Она ведь всем рассказывала (и теперь рассказывает), что хотела бы сделать книгу: собрать эссе Иосифа, лекции, воспоминания… И ей дней через девять уже отдали почти все бумаги и книги (то есть почти все, что было на английском): мы вместе и разбирали их в кабинете. И позднее, примерно через месяц после его смерти, она приходила несколько раз – и ее пускали, как обычно, жалели… Брала у меня записи разных лет, что-то копировала из большого компьютера. Да, собственно, и секретов никто не делал, ведь все было опубликовано – и не был же Иосиф ни шпионом, ни киберпреступником, в конце концов…
Вы же видели: у него и пароля не было на компьютере, и остались только справки, старые эссе и переводы…
И все же напрасно, кажется мне, вы так упорно отказываетесь послушать его записи. Все-таки слова написанные, и речь звучащая (особенно его речь) – это стихии разные, будто разные воды: морская и дождевая – сказал бы я, если бы у меня был талант Милорада Павича. Хотя, наверное, понять вас можно… Кому же хочется быть вторым? А от интонаций его отделать трудно – слишком уж заразительны. Si puo capire, как говорят итальянцы.
А вот книжки, которые он забыл в сумке, я, пожалуй, отдам вам. Чего им пылиться у меня? Ей они ни к чему, а я все равно не смог бы читать их по-русски. Возьмете?»
И мы не станем спорить, из лени или из вежливости Дан кивнул, а не пожал плечами.
Но готовы ручаться: и сам он не вспомнил бы, когда последний раз хохотал так смачно – до слез, до хруста в затылке, – стоило только дома в Ораховце достать из пакета эти книги – распухшие, побуревшие, как бы выдранные из своих обложек, но сохранившие титулы. Первой оказалась знаменитая «Онейрокритика» грека Артемидора Далдианского, прямо-таки истерзанная карандашом – самый полный и самый древний сонник Европы в классическом переводе Гаспарова.
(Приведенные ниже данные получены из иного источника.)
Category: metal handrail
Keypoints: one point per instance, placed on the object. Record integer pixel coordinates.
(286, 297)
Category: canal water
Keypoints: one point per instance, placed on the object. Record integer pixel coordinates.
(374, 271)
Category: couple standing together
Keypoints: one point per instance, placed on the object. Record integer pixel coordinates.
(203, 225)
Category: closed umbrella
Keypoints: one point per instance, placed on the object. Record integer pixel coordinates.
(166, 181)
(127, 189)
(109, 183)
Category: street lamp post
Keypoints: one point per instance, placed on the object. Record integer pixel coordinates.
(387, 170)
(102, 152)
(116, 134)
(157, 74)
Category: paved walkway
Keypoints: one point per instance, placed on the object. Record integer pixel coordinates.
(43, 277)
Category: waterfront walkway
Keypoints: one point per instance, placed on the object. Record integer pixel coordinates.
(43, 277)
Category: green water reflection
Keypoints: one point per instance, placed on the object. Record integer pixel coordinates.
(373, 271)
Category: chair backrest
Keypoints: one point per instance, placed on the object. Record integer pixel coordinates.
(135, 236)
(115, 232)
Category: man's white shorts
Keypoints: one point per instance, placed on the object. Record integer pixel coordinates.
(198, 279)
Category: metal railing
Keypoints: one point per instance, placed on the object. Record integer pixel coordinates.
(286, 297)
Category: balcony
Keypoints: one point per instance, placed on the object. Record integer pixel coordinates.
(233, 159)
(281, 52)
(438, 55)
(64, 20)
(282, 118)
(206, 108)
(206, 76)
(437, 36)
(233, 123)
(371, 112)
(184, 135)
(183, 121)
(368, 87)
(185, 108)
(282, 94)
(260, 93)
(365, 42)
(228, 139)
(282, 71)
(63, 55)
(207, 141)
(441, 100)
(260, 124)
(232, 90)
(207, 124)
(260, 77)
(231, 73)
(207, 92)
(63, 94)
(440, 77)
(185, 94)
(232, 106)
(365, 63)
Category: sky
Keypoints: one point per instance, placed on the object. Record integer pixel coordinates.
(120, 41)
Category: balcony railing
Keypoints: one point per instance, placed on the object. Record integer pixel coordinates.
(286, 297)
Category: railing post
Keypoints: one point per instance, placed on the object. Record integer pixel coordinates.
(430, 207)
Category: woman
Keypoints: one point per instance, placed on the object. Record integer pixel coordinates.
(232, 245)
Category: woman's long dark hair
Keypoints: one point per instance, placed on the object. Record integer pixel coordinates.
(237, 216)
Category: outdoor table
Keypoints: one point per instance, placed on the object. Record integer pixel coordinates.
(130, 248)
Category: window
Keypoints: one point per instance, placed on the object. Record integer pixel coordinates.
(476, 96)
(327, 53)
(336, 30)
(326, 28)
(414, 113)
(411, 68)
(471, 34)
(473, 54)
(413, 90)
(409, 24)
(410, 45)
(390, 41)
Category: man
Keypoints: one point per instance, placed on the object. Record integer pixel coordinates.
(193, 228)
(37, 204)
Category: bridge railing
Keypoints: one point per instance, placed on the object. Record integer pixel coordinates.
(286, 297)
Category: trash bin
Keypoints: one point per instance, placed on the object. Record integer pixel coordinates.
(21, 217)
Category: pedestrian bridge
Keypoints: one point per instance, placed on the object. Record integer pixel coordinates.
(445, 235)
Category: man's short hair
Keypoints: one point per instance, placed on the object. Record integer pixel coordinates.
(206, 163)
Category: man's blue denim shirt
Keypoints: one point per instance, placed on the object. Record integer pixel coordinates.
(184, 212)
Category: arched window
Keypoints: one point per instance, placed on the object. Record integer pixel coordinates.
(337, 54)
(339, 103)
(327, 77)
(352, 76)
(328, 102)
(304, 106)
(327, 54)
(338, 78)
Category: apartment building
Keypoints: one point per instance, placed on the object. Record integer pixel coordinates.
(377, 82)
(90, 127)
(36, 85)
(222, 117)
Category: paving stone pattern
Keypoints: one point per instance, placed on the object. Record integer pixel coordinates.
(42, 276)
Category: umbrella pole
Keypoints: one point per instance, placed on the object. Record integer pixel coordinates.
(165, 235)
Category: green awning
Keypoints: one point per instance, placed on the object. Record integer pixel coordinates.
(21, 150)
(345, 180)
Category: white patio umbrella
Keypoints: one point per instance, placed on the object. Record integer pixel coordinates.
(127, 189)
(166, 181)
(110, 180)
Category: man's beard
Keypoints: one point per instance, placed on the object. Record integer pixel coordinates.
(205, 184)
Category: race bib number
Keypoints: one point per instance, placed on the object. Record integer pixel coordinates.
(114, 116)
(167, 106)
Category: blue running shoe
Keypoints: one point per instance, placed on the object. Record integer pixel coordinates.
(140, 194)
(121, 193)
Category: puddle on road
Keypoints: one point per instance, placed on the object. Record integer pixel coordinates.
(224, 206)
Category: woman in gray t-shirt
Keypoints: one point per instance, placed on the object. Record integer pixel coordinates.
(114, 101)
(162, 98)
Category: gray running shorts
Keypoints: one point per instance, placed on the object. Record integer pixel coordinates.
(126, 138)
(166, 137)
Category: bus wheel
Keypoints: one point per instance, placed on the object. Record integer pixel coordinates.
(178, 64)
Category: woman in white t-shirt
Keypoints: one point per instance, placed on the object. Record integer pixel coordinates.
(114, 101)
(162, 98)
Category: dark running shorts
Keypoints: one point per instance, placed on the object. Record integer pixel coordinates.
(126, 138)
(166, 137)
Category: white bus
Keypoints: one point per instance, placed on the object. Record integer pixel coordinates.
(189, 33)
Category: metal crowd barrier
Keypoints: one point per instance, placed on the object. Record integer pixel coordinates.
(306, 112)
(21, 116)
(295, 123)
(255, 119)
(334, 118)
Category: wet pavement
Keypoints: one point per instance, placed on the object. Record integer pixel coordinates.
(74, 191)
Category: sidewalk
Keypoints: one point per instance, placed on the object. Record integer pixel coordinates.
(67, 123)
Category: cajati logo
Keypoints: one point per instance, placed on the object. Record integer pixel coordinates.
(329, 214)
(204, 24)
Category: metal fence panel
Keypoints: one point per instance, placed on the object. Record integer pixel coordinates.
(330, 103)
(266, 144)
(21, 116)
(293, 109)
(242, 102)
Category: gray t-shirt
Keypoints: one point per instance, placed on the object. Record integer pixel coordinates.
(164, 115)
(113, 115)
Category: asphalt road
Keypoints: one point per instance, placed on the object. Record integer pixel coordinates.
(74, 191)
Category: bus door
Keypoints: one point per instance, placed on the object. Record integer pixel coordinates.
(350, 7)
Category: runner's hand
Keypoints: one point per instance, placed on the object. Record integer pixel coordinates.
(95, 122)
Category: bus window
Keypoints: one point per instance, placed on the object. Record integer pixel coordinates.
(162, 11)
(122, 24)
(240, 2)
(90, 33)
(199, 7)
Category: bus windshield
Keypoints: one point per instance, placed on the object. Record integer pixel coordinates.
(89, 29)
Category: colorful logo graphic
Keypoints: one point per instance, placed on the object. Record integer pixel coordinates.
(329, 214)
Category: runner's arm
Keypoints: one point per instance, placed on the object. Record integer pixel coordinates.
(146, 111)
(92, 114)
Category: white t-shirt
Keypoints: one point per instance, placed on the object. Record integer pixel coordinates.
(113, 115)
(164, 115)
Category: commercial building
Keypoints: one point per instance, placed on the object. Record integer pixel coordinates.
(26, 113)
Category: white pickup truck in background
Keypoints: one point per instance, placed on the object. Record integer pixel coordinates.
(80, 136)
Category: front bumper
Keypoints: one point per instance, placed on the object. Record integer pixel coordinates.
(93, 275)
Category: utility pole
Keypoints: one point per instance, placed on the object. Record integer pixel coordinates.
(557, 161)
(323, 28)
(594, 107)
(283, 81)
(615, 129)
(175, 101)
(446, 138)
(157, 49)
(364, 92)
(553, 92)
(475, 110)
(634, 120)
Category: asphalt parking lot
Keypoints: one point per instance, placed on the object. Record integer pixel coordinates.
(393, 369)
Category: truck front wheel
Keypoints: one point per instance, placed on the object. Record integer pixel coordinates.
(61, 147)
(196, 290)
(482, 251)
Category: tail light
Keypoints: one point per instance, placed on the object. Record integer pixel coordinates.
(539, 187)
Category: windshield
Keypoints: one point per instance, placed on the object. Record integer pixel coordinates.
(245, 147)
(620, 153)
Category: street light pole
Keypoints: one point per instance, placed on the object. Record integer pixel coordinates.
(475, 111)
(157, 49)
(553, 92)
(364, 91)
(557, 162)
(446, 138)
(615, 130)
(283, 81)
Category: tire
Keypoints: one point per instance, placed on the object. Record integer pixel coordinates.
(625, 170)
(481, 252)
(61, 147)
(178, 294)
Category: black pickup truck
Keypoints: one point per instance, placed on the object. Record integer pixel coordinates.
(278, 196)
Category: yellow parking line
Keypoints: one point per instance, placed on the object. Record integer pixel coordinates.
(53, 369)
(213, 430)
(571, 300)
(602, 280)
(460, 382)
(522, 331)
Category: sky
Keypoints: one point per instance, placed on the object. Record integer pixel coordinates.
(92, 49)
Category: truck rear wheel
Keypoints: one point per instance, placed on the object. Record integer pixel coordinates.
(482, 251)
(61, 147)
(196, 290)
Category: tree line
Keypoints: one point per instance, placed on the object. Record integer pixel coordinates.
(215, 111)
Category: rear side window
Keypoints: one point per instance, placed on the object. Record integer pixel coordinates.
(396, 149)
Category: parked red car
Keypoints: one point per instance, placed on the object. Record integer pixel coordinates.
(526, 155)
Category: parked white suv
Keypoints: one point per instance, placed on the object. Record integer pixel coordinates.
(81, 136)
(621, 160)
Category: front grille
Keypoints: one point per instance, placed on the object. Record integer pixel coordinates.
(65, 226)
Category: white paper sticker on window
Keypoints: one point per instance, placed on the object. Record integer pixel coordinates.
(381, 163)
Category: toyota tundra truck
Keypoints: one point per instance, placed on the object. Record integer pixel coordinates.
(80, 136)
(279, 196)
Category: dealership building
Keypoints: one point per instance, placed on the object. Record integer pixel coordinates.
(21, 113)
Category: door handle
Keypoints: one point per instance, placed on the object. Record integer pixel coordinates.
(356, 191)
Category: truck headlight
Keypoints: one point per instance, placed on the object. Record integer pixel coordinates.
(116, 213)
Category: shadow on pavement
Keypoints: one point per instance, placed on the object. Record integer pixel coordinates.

Второй была – очевидно, пиратски изданная, но так же исчерканная – повесть «Мария и Мириам»…
А вот почему мы вспомнили об этом так – здесь и сейчас, – сказать затруднительно. Наверное – возможно, – все могло бы прозвучать иначе, каким-то иным из девяти способов, но при этом нельзя же было оставаться уверенными в том, что история не поменялась бы тогда, наподобие мелодии при перестановке нот.
Ведь нам – признаемся – не позволено ни объяснять, ни вмешиваться, а только рассказывать.
И к тому же до сих пор не ясно, сколько пролетело (дней или недель?) после этого дара, случайного и напрасного.
В самом деле приезжала из Триеста Алия: дважды – почти не видимая из-за выгружаемых бутиковых коробок; деликатная, но непререкаемая, как улыбка стюардессы, ладонь медсестры. И Дан не успел заметить, когда гардероб начал обдавать его, открываясь, каким-то душистым итальянским полушепотом и когда его перестало раздражать собственное отражение в зеркале.
Как будто растворился и узел между лопатками при вдохе – там больше не запекался фантомным сгустком ничей взгляд в спину. Пропала привычка оглядываться. В каждом седом черногорце перестал мерещиться Джан.
Прямо в Ораховце опробованы были, кажется, все разновидности домашней сливовицы: двумя рюмками, после уборки, чуть ли не каждую неделю его угощала Милица с печальной улыбкой и непременными новостями от младшей дочери, которая неудачно вышла замуж за русского бизнесмена.
И каким-то трогательным – сливовичным – осенним отблеском начали отражать залив дворцы бокельского побережья, когда-то выстроенные воинами и мореходами в вековых – видимо, венецианских – грезах.
Перестали удивлять здешние полудеревенские музеи, но все подозрительнее поглядывали окаменевшие ангелы из-за каждого угла: с барельефов баптистериев и фамильных гербов, с реликвариев и кафедральных фронтонов. И опять же не ясно, когда он догадался, что все они на одно лицо, а потом и вспомнил, где встречал это лицо: неподалеку, на полу римской виллы, раскопанной археологами в городке Рисане, полулежал на вспухших крыльях мозаический Гипнос – одутловатый, забывчивый бог сновидений, спустившийся сюда на две тысячи лет раньше.
И уж, конечно, нельзя посчитать, сколько раз с тех пор он проговорил в нависающую слева слоистую тень микрофона: «В эфире – русское "Радио Монтенегро"».